I-Script interpretor (Lisp syntax)

Author: Jeff Dalton

Main-program class: ix.util.lisp.LispInterpreter

Command-line arguments:

-load-lisp=resource,resource,...

Specifies resources (file names and URLs) that contain Lisp-syntax I-Script code. The resources are processed by evaluating the expressions in them (in order) when the interpreter starts running.

Main-program class: ix.ip2.LispComputeInterpreter

Additional command-line arguments:

-domain=resource,resource,...

Specifies resources (file names and URLs) that define I-X domains. Any I-Script code attached the domains by compute-support-code annotations is evaluated. For the details of how that's done, see compute conditions.

-extension-classes=classname,classname,...

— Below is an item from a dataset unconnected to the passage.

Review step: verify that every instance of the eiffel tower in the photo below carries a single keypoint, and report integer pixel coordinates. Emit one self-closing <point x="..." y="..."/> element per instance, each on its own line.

Here a class name must be a full Java class name, including the package. Each named class must implement the IXAgentExtension interface. For more, including how to use this mechanism to define new functions that can be used in "compute" conditions, see Agent Extensions.

Description:

The interpreter loads any code specified by "load-lisp" plus, if applicable, any domains and extension classes, then enters a "read-eval-print loop" that repeatedly asks the user to type an expression (with "Lisp: " as the prompt), evaluates the expression, then prints the resulting value.

Type "bye" to exit.

An example, with the parts typed by the user underlined:

Lisp: (* 1 2 3 4 5 6 7)
5040
Lisp: (defun factorial (x)
        (if (= x 0)
            1
          (* x (factorial (- x 1)))))
factorial
Lisp: (factorial 7)
5040
Lisp: bye

The difference between the two main-program classes, LispInterpreter and LispComputeInterpreter, is that the compute-interpreter knows about domains and extension classes and so can more easily be used to test functions that are meant to be called in "compute" conditions. It may also contain some additional built-in functions or other features.